Entropic clocks in the service of electrical signaling: 'Ball and chain' mechanisms for ion channel inactivation and clustering

Abstract

Electrical signaling in the nervous system relies on action potential generation, propagation and transmission. Such processes are dynamic in nature and rely on precisely timed events associated with voltage-dependent ion channel conformational transitions between their primary open, closed and inactivated states and clustering at unique membrane sites. In voltage-dependent potassium (Kv) channels, fast inactivation and clustering processes rely on entropic clock chains as described by 'ball and chain' mechanisms, suggesting important roles for such chains in electrical signaling.
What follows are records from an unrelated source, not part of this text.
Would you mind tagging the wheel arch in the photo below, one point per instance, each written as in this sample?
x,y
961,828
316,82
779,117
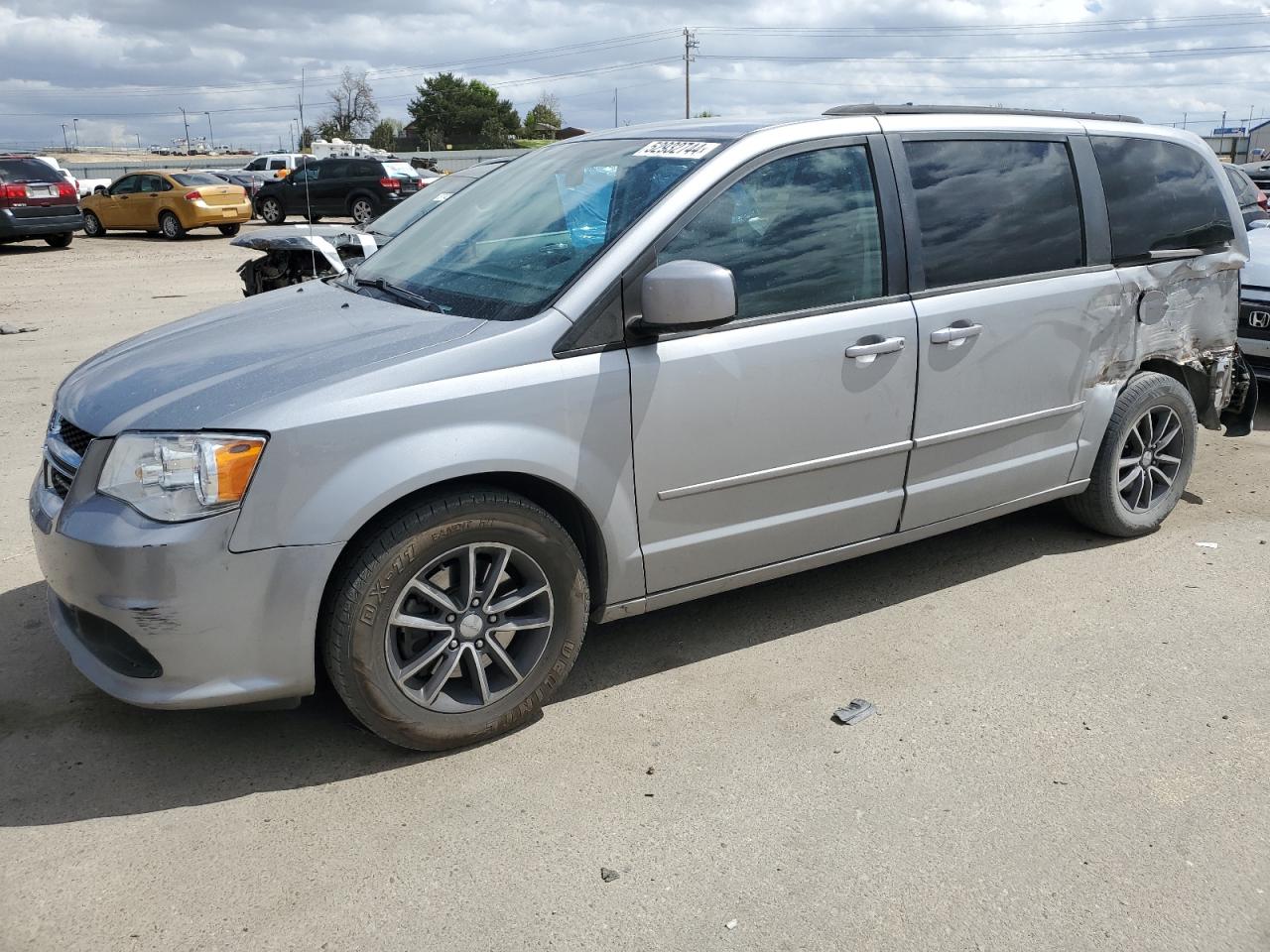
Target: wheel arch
x,y
561,503
361,193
Here, we consider evidence supporting the proposed 'ball and chain' mechanisms for Kv channel fast inactivation and clustering associated with intrinsically disordered N- and C-terminal regions of the protein, respectively. Based on this comparison, we delineate the requirements that argue for such a process and establish the thermodynamic signature of a 'ball and chain' mechanism. Finally, we demonstrate how 'chain'-level alternative splicing of the Kv channel gene modulates the entropic clock-based 'ball and chain' inactivation and clustering channel functions underlying changes in electrical signaling. As such, the Kv channel model system exemplifies how linkage between alternative splicing and intrinsic disorder enables functional diversity.